Paris, la troisième ville dont Zola a voulu synthétiser le rôle dominateur et rayonnant, un des soleils du système mondial actuel, est le dernier volume de la trilogie des capitales. Le sobre titre du livre peut paraître ambitieux. Il est difficile de faire tenir dans un tome, si volumineux soit-il, et celui-ci dépasse 600 pages, ce que contient cette ville, ce que représente ce seul nom: Paris! Ce n'est pas un roman, un tableau, mais dix panoramas et vingt livres qu'il faudrait, pour contenir la vie de Paris, et encore on n'en donnerait qu'une incomplète monographie, et qu'une vision partielle. La série des Rougon-Macquart, sauf en quelques ouvrages, n'est qu'une histoire de Paris, de sa vie, de ses passions, de ses idées, de ses fermentations et de ses manifestations, fragmentée et étudiée, par milieux, d'après la profession et le caractère du personnage pris pour protagoniste de l'action. Ici, d'après le titre, devrait se trouver résumé, et comme condensé, tout ce qui constitue l'apparence matérielle, décorative, agissante, de l'énorme capitale, et aussi sa pensée, sa force civilisatrice, l'âme de Paris. Le livre de Zola ne renferme pas tant de choses. Il est même plutôt circonscrit quant au champ de vision qu'il offre au lecteur. L'auteur a décrit un coin du Paris politicien, combinaiseur de ministères et d'émissions, et montré l'écume du monde politique bouillonnant dans la ville qu'il compare, après Auguste Barbier, à une cuve énorme:
… Montferrand, qui étranglait Barroux, achetant les affamés, Fontègue, Duteil, Chaigneux, utilisant les médiocres, Taboureau et Dauvergne, employant jusqu'à la passion sectaire de Mège et jusqu'à l'ambition intelligente de Vignon. Puis venait l'argent empoisonneur, cette affaire des chemins de fer africains qui avait pourri le Parlement, qui faisait de Duvillard, le bourgeois triomphant, un pervertisseur public, le chancre rongeur du monde de la finance. Puis, par une juste conséquence, c'était le foyer de Duvillard qu'il infectait lui-même, l'affreuse aventure d'Ève disputant Gérard à sa fille Camille, et celle-ci le volant à sa mère, et le fils Hyacinthe donnant sa maîtresse Rosemonde, une démente, à cette Silviane, la catin noire, en compagnie de laquelle son père s'affichait publiquement. Puis, c'était la vieille aristocratie mourante, avec les pâles figures de Mme de Quinsac et du marquis de Morigny; c'était le vieil esprit militaire, dont le général de Bozonnet menait les funérailles; c'était la magistrature asservie au pouvoir, un Amadieu faisant sa carrière à coup de procès retentissants, un Lehmann rédigeant son réquisitoire dans le cabinet du ministre, dont il défendait la politique; c'était enfin la presse, cupide et mensongère, vivant du scandale, l'éternel flot de délations et d'immondices que roulait Sanier, la gaie impudence de Massot, sans scrupule, sans conscience, qui attaquait tout, défendait tout, par métier et sur commande. Et, de même que des insectes, qui en rencontrent un autre, la patte cassée, mourant, l'achèvent et s'en nourrissent, de même tout ce pullulement d'appétits, d'intérêts, de passions, s'étaient jetés sur un misérable fou, tombé par terre, ce triste Salvat, dont le crime imbécile les avait tous rassemblés, heurtés, dans leur empressement glouton à tirer parti de sa maigre carcasse de meurt-de-faim. Et tout cela bouillait dans la cuve colossale de Paris, les désirs, les violences, les volontés déchaînées, le mélange innommable des ferments les plus acres d'où sortirait, à grands flots purs, le vin de l'avenir.
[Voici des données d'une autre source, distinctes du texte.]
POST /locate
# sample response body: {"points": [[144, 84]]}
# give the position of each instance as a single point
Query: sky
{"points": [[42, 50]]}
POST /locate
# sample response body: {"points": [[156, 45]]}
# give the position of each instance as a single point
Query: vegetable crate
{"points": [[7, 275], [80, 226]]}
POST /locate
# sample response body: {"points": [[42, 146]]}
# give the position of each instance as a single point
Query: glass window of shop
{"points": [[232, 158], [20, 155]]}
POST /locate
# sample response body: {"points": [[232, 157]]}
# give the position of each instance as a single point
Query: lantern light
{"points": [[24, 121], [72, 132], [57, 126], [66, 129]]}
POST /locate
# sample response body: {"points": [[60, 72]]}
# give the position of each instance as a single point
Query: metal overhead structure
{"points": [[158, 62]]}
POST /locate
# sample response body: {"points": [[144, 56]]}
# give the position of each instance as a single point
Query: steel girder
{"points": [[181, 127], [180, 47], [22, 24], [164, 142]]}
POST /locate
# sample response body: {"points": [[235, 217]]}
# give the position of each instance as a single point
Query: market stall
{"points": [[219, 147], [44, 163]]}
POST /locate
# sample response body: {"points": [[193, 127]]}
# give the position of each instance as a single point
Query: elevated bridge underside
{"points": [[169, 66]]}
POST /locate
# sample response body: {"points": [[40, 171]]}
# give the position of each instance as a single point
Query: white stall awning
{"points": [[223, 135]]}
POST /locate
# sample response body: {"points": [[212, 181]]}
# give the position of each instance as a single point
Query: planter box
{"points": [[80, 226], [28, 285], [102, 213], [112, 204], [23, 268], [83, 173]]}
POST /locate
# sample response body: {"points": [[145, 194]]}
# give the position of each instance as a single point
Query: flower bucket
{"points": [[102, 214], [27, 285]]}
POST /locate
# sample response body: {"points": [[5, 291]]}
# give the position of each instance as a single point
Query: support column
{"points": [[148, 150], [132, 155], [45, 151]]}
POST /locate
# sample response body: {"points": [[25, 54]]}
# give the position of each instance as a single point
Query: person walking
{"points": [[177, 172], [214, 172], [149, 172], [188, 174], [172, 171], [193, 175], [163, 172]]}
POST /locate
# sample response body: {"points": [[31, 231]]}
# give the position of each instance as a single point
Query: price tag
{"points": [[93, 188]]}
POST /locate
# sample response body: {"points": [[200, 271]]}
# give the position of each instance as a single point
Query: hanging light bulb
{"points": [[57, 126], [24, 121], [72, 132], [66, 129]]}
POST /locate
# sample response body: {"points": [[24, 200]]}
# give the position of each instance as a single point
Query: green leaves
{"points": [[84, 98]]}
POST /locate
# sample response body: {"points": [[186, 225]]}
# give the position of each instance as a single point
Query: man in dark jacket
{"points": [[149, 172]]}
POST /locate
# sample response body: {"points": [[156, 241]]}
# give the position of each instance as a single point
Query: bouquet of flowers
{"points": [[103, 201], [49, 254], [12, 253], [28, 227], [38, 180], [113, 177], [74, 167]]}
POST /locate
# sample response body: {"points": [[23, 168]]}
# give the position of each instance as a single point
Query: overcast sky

Tout cela est assez confus. On ne distingue pas nettement la mixture qui cuit dans la cuve. Malgré des adaptations d'actualité, des allusions à des personnalités et à des événements très réels, et l'on pourrait dire très parisiens, comme l'escroquerie du Panama et les explosions dues à Ravachol, on ne perçoit pas franchement Paris, ce formidable et complexe Paris, qui donne son titre au volume. Dans toutes les capitales de l'Europe et du Nouveau-Monde, il y a des spéculateurs avides et sans scrupules, des politiciens méprisables et audacieux, des adultères, des scandales mondains, des journalistes à vendre et des journaux versatiles, et enfin il s'y dresse aussi des anarchistes usant des explosifs. Il n'y a rien, dans ce tableau de la surexcitation des vices, des appétits, des passions, qui ne puisse s'appliquer à Londres, à Berlin, à New-York, à Melbourne.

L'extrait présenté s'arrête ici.